Yes. Standard multivitamins containing 400 mcg of folic acid, B12, vitamin D, magnesium, and other common nutrients do not interact with fezolinetant at the doses found in typical over-the-counter multivitamins. Disclose your full supplement list to your prescriber so they can review for any high-dose ingredients that might warrant closer attention.

References

  1. U.S. Food and Drug Administration. Veozah (fezolinetant) prescribing information. 2023.
  2. Johnson KA, Martin N, Nappi RE, et al. Efficacy and safety of fezolinetant in moderate-to-severe vasomotor symptoms associated with menopause: a phase 3 RCT (SKYLIGHT 1 and 2). Menopause. 2023;30(3):242-254.
  3. Santoro N, Waldbaum A, Lederman S, et al. Fezolinetant for treatment of moderate-to-severe vasomotor symptoms associated with menopause (SKYLIGHT 4). Menopause. 2023;30(6):600-609.
  4. Frosst P, Blom HJ, Milos R, et al. A candidate genetic risk factor for vascular disease: a common mutation in methylenetetrahydrofolate reductase. Nat Genet. 1995;10(1):111-113.
  5. Stanger O, Herrmann W, Pietrzik K, et al. DACH-LIGA homocystein. Clin Chem Lab Med. 2003;41(11):1424-1448.
  6. van Meurs JBJ, Dhonukshe-Rutten RAM, Pluijm SMF, et al. Homocysteine levels and the risk of osteoporotic fracture. N Engl J Med. 2004;350(20):2033-2041.

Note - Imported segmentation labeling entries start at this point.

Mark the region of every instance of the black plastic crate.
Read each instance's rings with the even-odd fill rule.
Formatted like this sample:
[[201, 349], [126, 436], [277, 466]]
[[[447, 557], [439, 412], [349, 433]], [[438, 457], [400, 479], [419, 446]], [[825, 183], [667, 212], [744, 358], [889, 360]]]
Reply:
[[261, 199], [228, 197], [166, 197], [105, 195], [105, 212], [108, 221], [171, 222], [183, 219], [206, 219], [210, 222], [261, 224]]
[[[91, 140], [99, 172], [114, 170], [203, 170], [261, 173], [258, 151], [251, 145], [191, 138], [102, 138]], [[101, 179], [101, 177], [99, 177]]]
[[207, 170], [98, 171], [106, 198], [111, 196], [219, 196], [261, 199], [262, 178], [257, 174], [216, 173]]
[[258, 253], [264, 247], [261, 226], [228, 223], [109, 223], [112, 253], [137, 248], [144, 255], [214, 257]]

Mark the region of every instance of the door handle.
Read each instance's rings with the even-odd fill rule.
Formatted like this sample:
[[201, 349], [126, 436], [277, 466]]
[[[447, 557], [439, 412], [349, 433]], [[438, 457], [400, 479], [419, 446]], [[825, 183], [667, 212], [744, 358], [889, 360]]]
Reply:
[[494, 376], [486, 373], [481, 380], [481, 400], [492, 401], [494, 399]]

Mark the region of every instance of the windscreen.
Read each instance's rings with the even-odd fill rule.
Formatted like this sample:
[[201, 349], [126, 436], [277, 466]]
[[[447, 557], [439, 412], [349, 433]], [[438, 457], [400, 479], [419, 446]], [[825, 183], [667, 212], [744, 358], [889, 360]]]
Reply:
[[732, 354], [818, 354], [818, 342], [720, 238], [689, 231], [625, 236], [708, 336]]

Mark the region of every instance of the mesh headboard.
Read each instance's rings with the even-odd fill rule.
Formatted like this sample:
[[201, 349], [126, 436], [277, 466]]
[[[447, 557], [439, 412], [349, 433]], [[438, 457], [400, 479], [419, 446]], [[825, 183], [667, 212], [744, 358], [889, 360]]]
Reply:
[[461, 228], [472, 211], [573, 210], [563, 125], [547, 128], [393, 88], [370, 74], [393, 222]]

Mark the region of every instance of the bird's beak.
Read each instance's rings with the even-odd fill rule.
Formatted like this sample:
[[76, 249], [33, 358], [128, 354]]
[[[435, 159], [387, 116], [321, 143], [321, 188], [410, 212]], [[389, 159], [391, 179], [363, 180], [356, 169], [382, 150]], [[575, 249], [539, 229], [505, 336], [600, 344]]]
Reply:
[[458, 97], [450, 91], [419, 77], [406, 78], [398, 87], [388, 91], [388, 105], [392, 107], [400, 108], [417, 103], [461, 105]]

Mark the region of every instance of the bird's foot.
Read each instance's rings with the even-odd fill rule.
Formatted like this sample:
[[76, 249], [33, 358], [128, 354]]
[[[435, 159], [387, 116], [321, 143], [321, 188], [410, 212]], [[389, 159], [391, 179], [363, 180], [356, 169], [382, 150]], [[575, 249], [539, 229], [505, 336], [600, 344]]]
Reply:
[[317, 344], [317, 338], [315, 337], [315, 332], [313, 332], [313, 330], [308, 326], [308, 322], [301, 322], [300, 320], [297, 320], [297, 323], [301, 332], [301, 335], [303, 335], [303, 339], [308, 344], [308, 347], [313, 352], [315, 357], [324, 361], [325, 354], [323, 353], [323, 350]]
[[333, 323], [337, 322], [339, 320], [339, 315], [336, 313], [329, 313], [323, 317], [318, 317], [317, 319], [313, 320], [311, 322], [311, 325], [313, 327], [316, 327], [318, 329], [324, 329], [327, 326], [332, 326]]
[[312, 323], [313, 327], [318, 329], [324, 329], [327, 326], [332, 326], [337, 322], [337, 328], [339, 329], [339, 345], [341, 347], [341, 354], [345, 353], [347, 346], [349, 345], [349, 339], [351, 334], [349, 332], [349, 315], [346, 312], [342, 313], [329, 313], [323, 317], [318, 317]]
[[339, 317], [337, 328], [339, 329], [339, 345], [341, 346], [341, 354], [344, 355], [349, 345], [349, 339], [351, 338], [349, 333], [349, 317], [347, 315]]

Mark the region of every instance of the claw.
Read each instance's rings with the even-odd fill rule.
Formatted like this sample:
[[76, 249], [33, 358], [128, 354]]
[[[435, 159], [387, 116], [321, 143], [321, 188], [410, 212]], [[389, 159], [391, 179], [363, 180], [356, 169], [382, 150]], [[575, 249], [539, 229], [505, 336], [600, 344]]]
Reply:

  7. Greenberg JA, Bell SJ, Guan Y, Yu YH. Folic acid supplementation and pregnancy: more than just neural tube defect prevention. Rev Obstet Gynecol. 2011;4(2):52-59.

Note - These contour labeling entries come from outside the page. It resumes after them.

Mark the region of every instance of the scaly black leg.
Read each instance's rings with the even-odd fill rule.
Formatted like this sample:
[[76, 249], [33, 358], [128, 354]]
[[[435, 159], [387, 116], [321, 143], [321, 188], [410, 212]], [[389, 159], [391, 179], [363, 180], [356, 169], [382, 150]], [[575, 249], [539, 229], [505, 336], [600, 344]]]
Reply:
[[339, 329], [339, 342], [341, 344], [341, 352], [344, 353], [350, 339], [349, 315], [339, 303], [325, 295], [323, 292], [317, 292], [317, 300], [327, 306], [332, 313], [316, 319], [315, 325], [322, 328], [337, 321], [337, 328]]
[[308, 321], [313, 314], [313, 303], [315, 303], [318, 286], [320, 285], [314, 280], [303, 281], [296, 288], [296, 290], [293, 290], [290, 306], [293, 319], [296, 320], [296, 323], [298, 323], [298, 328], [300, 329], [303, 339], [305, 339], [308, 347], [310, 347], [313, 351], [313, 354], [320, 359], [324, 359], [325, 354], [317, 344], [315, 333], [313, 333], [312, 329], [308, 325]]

  8. Willems FF, Boers GH, Blom HJ, Aengevaeren WR, Verheugt FW. Pharmacokinetic study on the utilisation of 5-methyltetrahydrofolate and folic acid in patients with coronary artery disease. Br J Pharmacol. 2004;141(5):825-830.
  9. Centers for Disease Control and Prevention. Folic acid: recommendations.
  10. The Menopause Society. Position statement: nonhormone therapy for vasomotor symptoms associated with menopause. Menopause. 2023;30(6):573-590.
  11. American College of Obstetricians and Gynecologists. Management of menopausal symptoms. ACOG Practice Bulletin No. 141. Obstet Gynecol. 2014.